After helping Perth to their second consecutive NBL Championship, and being named a back-to-back All-NBL First Teamer, Nick Kay made the ambitious move to Spanish side Real Betis ahead of the Olympic window. Arriving to an unfamiliar infrastructure and system, Kay quickly became a critical member of a Betis side that staved off relegation and has now been rewarded for his move abroad with a debut Olympic nod.
After failing to sign that elusive NBA deal last offseason, Landale stayed in Australia after spending his first two professional seasons in Europe. With Landale their talisman, Melbourne United dominated the NBL, where they boasted a league-best record and subsequently swept the Perth Wildcats in the Grand Final Series. Landale was named MVP of the Grand Final Series and was also named an All-NBL First Teamer. Now with a first Olympics appearance on the horizon, a classy showing in Tokyo may be just what Landale needs to finally ink an NBA contract.

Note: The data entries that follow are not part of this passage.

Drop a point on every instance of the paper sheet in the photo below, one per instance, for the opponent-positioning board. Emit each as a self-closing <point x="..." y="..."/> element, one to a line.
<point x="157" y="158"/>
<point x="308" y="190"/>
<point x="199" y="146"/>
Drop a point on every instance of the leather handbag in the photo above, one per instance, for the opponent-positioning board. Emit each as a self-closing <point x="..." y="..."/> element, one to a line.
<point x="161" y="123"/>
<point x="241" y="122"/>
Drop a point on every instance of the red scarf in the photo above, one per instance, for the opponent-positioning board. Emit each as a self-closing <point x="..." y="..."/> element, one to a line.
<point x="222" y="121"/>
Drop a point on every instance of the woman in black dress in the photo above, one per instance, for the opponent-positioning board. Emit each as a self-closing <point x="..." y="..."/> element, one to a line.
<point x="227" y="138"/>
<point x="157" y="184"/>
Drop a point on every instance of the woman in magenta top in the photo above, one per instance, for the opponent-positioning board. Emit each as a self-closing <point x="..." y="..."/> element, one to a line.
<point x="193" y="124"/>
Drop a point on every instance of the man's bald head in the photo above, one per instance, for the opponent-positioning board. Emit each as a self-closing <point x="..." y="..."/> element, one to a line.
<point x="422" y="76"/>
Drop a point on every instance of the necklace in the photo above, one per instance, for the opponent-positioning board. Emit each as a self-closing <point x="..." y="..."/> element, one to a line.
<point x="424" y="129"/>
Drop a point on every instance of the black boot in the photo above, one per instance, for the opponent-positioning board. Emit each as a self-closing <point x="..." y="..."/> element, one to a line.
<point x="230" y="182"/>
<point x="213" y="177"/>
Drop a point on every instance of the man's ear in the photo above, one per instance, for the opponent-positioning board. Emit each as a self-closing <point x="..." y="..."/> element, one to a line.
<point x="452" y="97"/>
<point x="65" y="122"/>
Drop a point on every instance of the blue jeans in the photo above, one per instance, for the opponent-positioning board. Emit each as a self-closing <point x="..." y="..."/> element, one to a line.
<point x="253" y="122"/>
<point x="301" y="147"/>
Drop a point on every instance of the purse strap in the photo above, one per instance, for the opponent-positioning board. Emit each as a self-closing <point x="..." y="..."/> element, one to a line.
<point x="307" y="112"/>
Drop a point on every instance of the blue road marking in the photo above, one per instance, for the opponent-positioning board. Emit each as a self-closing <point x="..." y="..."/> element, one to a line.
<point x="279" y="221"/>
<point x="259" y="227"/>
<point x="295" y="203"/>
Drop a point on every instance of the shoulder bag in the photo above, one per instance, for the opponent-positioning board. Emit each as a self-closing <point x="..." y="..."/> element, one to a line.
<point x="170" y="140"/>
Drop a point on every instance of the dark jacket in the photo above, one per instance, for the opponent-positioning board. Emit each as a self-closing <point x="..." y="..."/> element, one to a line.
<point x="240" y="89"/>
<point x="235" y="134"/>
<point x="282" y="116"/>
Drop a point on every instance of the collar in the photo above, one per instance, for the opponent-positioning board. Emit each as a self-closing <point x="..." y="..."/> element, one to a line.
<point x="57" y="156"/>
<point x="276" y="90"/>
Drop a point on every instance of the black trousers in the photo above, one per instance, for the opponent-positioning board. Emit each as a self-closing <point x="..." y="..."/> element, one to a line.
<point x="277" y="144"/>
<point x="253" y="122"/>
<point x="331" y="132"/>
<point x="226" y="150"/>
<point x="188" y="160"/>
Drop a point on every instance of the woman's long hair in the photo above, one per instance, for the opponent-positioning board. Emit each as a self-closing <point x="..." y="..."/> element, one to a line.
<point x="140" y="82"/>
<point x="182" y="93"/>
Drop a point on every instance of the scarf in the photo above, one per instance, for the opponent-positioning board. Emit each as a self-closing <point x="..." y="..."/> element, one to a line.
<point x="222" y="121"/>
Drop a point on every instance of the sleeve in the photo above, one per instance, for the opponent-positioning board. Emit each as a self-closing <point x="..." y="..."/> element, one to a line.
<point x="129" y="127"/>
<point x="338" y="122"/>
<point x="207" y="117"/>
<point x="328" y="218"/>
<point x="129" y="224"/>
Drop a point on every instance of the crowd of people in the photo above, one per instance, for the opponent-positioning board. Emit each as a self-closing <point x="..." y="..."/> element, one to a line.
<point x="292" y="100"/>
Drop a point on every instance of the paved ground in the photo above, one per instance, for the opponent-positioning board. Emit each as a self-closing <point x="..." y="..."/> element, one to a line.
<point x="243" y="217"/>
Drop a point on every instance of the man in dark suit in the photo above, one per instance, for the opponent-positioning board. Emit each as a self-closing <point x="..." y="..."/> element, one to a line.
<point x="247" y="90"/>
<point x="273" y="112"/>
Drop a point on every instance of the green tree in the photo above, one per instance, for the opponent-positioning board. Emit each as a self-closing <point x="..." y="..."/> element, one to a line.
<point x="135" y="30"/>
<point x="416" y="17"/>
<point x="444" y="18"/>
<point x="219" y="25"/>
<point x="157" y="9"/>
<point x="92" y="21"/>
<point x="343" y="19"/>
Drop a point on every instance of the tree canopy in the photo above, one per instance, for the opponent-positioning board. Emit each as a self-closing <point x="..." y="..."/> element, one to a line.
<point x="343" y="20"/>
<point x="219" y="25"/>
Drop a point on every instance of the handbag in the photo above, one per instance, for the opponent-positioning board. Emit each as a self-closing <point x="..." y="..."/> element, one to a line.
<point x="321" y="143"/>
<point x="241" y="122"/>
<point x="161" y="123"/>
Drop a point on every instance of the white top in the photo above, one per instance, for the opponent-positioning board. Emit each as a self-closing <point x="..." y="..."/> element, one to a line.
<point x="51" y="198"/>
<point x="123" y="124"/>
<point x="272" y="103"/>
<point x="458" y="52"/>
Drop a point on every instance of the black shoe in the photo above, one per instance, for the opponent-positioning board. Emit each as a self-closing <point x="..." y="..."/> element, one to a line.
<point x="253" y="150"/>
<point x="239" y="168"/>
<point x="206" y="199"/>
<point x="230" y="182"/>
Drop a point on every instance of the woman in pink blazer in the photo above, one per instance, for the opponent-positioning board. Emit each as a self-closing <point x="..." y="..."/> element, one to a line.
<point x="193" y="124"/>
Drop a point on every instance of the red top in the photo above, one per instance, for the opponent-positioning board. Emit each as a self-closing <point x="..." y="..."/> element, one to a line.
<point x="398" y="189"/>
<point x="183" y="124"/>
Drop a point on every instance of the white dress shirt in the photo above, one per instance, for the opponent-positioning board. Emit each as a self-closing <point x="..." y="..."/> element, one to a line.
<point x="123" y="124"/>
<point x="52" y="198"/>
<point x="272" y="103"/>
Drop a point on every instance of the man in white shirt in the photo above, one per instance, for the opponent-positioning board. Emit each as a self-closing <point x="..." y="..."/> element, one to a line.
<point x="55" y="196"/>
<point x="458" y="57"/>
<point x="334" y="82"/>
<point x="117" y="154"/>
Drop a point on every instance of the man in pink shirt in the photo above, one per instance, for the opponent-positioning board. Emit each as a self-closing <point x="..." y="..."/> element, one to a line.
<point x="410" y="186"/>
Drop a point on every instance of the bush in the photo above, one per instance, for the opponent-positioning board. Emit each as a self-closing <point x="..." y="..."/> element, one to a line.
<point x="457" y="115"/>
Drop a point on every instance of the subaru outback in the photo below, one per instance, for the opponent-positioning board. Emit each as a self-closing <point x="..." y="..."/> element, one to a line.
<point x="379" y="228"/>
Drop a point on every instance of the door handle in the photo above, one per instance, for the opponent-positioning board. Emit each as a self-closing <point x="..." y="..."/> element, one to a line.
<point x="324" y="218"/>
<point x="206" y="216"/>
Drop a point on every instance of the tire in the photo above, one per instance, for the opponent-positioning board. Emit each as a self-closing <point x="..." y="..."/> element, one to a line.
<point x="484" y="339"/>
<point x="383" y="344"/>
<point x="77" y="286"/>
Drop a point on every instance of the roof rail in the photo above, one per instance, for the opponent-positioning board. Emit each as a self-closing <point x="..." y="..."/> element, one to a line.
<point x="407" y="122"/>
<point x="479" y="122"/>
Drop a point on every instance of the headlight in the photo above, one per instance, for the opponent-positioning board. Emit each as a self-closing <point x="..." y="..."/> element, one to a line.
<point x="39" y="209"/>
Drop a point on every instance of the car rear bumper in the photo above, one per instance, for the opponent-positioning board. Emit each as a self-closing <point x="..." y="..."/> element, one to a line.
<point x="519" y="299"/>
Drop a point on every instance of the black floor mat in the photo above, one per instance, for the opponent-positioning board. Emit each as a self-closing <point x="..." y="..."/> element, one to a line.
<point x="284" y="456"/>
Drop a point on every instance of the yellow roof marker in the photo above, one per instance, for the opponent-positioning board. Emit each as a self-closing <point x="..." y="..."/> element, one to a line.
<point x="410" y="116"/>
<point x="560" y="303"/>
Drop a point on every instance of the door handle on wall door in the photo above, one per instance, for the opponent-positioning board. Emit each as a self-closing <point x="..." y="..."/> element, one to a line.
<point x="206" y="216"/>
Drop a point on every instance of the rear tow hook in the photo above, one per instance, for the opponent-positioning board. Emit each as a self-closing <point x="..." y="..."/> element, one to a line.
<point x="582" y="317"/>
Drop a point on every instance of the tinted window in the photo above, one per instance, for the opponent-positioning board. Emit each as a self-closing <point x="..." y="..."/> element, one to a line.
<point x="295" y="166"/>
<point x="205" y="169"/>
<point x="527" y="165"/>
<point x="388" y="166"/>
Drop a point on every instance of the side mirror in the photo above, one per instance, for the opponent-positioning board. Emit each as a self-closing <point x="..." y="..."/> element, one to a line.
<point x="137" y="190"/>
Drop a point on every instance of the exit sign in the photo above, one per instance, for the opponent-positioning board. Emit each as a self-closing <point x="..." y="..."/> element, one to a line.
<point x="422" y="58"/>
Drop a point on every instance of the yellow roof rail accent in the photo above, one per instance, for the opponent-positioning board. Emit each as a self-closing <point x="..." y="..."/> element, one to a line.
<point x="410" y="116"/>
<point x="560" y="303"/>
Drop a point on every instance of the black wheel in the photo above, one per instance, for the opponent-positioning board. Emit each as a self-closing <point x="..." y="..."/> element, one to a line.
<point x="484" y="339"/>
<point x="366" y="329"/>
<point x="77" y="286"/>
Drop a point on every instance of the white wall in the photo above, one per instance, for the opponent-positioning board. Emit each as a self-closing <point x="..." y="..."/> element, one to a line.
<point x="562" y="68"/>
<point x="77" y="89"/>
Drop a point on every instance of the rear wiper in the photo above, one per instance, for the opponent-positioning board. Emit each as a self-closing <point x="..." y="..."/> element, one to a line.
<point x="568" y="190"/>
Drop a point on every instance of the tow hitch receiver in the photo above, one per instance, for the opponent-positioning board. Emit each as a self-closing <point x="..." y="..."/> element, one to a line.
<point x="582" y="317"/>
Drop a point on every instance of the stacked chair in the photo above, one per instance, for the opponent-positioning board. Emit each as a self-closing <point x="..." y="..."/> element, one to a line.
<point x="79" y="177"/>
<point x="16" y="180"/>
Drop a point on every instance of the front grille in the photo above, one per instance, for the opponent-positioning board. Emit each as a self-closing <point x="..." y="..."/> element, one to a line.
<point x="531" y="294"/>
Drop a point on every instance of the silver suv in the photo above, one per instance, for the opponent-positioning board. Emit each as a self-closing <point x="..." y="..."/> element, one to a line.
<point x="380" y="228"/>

Nathan Sobey stands as the personification of hard work and resilience for this Boomers squad. Initially left out of Australia’s extended Olympic squad in February, Sobey’s play for the Brisbane Bullets following his omission from the Boomers’ setup forced Goorjian to add the shooting guard back into the program three months later. Now named to his first Olympic Games after his first World Cup appearance two years prior, Sobey will be offered an opportunity to display his resilient spirit to a global audience in Tokyo.
The Boomers will begin their road to Tokyo with a Las Vegas showcase game against Argentina next Sunday afternoon (AEST), before taking on the USA and Nigeria the following Tuesday and Wednesday.
The squad will begin Olympic tournament play on Sunday the 25th of July against Nigeria, two days after the Tokyo 2020 Opening Ceremony.